Bank of America Merrill Lynch declined to disclose its U.K. headcount. Shares have dropped nearly 11% since Friday.
"We have already successfully completed the largest combination of two companies in financial services history," Wilmot-Sitwell said. "I am therefore very confident that, when the time comes, we will again execute our plans efficiently, clearly and successfully."
New York-based Goldman Sachs Group (GS) declined to comment on whether they had any plans for moving its U.K. operations elsewhere in Europe. A majority of the approximately 6,000 employees in Europe are in London, according to its spokesman. The bank's shares have dropped 8.8% since Friday.
Meanwhile, Standard Chartered (STAN) said the Brexit vote would not have an immediate impact on its operations. The London-based bank's share price have dropped 6.75% today and more than 9.75% on Friday.
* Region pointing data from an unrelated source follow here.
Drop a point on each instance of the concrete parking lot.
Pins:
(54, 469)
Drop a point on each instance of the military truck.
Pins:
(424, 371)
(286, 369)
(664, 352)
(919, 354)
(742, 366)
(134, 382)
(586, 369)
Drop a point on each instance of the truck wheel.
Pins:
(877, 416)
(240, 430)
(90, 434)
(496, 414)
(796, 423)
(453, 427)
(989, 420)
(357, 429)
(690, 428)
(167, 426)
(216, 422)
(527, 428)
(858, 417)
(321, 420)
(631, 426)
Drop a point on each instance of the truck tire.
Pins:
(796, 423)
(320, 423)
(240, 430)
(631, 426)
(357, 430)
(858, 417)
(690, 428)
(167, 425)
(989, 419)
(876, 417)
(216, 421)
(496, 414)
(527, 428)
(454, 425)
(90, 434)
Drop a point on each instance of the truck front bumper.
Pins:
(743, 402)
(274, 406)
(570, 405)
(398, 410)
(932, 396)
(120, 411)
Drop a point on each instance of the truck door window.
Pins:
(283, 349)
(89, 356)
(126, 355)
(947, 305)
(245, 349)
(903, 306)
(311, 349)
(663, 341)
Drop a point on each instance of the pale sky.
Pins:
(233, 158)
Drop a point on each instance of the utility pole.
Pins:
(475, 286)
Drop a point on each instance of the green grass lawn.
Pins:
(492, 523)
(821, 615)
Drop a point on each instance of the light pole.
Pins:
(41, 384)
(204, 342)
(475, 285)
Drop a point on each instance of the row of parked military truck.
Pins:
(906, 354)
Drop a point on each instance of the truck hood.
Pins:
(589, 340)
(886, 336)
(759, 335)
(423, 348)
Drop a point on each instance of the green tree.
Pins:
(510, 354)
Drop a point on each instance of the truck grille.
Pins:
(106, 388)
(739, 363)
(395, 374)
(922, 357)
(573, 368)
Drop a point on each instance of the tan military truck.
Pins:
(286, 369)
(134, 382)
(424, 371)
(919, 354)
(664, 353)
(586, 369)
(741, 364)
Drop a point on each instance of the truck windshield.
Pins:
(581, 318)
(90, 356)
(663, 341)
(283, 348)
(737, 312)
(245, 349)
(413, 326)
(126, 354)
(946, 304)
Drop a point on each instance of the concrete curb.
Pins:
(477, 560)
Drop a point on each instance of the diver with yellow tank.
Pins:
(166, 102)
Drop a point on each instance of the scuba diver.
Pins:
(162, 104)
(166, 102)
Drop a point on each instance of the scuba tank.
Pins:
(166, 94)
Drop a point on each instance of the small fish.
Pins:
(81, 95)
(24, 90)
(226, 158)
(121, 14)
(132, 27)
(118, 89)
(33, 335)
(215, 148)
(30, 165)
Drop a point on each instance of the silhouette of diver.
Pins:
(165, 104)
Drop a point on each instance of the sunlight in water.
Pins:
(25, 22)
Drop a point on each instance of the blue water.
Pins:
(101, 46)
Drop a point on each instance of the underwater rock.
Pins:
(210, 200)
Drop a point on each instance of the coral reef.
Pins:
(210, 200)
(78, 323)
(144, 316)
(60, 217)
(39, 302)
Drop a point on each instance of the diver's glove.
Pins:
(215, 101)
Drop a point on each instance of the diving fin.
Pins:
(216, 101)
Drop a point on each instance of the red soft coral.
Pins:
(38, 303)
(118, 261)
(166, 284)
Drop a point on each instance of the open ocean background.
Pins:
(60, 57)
"Given our capital and liquidity strength we are well positioned to weather the potential market volatility that has followed the vote to leave," the bank said. "There is no direct impact on us or our ability to serve our clients across the U.K., Europe, Asia, Africa and the Middle East."
London-based HSBC's shares have dropped 4% since Friday. In February, the bank made a decision to stay headquartered in the U.K. after a ten-month review. In a press conference at the time, HSBC group chief executive Stuart Gulliver said that a Brexit may result in 1,000 jobs in the bank's trading and banking division to move to Paris. The bank has about 45,000 employees in the U.K.
"Having our headquarters in the U.K. and our significant business in Asia Pacific delivers the best of both worlds to our stakeholders," Gulliver said in February. The U.K. and Hong Kong "are considered by the Board to be world-class financial centers with high quality regulatory regimes capable of hosting a global systemically important bank such as HSBC."
-- James Skinner and Laura Board contributed to this report.